BY CHIP MINEMYER
The Tribune-Democrat
This is a real job advertisement: “We seek a newspaper journalist based in India to report on the city government and political scene of Pasadena, California, USA.”
Has outsourcing – already carving its way through manufacturing, information technology and other industries – set its sights on journalism?
The notion is as frightening as it is absurd. But it is real.
The Web site pasadenanow.com is turning to reporters based in Asia to cover local news in California.
The labor will be cheaper than U.S.-based reporters, figures James Macpherson, editor and publisher of the Web site.
Individuals sitting in front of computers in India can watch government meetings online and write up stories, just as if they were seated in the audience, he says.
Macpherson sees the outsourcing plan as “a way to increase the quality of journalism on the local level without the expense that is a major problem for local publications.”
Less expensive? Perhaps.
Better quality? No way.
It is true that the world seems to grow smaller by the moment. Someone in Thailand can call me in Johnstown and ask me if I want to subscribe to a magazine published in London. I can go online and read newspapers in Utah and Uzbekistan, Canada and Cambodia. I can receive an e-mail from someone in Nigeria offering to make me rich if I’ll just make a small contribution to a bank account in Switzerland.
But journalism – especially local journalism – is best when done through eyewitness experience.
Reporters don’t go to meetings merely to tell readers what happened; they go to tell readers why and how it happened.
They talk to the newsmakers and also to the people affected by the news. Reporters attempt to chart and describe the nuances, the discourse and the mood of a event. You can’t do that unless you’re in the room.
Readers rely on journalists to provide context. To answer the big question: What does it all mean?
Macpherson contends: “Whether you’re at a desk in Pasadena or a desk in Mumbai, you’re still just a phone call or e-mail away from the interview.”

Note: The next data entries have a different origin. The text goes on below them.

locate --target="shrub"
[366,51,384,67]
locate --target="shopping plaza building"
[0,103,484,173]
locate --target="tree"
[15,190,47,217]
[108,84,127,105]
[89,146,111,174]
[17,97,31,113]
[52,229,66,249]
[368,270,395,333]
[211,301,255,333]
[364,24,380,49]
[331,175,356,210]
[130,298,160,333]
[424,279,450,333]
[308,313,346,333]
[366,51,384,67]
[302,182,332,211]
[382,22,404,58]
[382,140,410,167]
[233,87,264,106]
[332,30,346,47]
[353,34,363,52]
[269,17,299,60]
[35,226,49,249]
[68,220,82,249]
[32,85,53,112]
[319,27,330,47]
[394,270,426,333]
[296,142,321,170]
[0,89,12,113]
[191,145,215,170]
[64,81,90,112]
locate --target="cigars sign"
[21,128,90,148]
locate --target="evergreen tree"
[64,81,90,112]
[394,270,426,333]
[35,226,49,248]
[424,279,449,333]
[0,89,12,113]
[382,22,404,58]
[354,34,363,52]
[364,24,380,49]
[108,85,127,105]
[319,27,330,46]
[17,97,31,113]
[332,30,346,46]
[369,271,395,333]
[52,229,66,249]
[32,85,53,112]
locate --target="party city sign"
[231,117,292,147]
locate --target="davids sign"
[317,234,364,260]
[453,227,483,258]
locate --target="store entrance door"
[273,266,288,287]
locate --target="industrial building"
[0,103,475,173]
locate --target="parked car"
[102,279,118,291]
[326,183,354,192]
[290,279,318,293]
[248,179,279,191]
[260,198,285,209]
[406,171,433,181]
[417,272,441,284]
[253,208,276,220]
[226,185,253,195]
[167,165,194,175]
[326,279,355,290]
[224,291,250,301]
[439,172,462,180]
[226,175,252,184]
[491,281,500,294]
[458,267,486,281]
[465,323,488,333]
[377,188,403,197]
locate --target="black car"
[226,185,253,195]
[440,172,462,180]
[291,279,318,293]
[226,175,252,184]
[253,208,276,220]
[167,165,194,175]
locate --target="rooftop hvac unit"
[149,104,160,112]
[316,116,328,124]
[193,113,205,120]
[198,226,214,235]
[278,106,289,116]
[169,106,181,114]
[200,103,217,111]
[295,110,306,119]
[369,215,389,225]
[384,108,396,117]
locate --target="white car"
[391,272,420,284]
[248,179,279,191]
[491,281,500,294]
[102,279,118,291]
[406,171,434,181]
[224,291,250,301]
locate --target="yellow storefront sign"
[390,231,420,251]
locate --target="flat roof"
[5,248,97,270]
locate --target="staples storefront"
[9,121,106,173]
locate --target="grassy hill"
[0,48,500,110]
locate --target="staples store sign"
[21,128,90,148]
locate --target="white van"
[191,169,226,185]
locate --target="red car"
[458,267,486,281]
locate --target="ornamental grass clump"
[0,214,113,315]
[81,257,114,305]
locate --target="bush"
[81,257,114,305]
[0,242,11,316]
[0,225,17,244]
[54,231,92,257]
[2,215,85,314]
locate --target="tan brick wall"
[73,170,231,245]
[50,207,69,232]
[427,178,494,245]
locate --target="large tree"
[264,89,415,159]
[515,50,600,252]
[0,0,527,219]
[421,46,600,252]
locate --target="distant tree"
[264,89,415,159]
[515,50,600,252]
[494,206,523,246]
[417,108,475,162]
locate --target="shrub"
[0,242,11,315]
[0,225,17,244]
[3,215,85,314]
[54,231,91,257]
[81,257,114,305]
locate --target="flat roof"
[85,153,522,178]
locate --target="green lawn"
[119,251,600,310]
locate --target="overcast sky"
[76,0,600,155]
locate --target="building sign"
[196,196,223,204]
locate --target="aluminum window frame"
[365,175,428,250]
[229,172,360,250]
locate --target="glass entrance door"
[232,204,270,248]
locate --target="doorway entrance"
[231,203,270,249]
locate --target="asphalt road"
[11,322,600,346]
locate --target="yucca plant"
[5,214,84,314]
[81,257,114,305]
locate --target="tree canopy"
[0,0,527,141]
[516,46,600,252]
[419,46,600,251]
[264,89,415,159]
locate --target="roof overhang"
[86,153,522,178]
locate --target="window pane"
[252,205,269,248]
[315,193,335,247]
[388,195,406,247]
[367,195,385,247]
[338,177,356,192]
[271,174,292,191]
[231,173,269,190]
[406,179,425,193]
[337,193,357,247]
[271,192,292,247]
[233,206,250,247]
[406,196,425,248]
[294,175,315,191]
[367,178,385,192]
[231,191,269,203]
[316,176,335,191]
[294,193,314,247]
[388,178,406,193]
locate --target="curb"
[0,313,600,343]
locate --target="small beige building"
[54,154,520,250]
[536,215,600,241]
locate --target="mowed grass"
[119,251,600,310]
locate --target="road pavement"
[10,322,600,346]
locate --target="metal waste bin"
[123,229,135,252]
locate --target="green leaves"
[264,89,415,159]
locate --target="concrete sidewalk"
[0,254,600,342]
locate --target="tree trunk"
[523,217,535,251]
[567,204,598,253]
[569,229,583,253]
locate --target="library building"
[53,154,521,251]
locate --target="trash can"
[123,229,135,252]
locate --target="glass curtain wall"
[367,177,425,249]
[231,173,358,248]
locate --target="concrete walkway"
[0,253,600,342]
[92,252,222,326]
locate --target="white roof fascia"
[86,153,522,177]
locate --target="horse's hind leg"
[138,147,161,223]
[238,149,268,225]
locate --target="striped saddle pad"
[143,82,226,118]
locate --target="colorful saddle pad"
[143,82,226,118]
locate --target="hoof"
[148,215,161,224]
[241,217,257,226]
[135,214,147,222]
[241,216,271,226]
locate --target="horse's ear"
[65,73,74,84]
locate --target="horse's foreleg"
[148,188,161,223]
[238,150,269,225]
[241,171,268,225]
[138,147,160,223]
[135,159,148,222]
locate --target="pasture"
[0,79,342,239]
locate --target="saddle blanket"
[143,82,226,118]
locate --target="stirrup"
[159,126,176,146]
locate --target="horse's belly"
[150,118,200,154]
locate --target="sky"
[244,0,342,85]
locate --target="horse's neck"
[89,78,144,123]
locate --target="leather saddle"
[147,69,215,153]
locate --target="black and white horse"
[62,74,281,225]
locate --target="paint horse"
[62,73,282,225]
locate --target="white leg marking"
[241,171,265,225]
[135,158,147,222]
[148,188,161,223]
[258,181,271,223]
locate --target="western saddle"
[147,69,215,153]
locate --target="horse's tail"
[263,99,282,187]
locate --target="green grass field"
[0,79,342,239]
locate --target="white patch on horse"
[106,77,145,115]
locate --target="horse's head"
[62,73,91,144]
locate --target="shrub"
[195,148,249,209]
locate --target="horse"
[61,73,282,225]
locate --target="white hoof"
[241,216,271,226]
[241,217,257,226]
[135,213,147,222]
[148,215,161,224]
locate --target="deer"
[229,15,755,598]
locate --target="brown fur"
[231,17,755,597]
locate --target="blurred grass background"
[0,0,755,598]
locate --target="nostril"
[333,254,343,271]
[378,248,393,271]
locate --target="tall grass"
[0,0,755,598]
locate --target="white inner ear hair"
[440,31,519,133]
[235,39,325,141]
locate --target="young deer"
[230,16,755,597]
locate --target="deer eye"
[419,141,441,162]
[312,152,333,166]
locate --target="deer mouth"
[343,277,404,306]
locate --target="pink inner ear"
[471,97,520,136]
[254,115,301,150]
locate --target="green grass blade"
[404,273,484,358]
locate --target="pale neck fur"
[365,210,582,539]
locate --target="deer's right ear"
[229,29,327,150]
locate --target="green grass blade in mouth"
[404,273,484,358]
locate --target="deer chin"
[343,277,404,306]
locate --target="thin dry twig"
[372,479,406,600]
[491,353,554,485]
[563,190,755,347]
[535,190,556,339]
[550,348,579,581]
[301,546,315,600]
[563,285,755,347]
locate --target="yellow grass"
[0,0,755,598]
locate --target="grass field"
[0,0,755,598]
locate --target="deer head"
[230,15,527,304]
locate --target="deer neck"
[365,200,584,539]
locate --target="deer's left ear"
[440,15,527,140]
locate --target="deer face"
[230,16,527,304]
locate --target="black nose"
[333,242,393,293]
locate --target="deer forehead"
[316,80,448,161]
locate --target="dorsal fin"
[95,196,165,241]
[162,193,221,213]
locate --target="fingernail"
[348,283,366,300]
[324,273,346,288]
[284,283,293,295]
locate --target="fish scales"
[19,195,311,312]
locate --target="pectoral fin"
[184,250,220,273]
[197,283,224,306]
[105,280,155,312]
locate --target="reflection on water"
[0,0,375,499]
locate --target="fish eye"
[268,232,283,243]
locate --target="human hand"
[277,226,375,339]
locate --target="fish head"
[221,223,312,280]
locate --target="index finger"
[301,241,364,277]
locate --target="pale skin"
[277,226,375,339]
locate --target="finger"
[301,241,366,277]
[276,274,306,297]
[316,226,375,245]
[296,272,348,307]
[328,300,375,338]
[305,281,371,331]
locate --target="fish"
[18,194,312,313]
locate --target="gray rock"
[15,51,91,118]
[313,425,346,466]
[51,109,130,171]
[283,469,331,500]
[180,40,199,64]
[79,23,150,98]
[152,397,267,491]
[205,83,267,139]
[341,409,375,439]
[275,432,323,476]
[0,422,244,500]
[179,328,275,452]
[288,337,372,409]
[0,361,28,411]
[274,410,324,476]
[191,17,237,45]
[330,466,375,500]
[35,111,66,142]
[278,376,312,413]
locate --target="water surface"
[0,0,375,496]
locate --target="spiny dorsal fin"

It’s hardly that simple, as any reporter who has attempted to contact a source during off-hours can attest. But that’s not even the point.
Journalists need proximity to the news to be effective.
They must be able to ask questions, to challenge decisions, to write about what officials say and what they don’t say. And whether they’re uncomfortable or poised, angry or confident, as they say it.
To fulfill their watchdog role, journalists must be more than information conduits.
They must report with firsthand knowledge, and write with a level of authority.
Sometimes they ask difficult questions and report information that public officials would prefer was downplayed or ignored.
Reporters who spend even a short time on a beat come to know what really matters to those affected by the news.
They develop an understanding of how things work and can place events in the spectrum of ongoing history.
They know that there is a cause and consequence for every action and decision that is based on what has happened in the past and ripples forward into the future.
And they realize that local news events – even seemingly mundane council meetings in California – can’t be covered from India.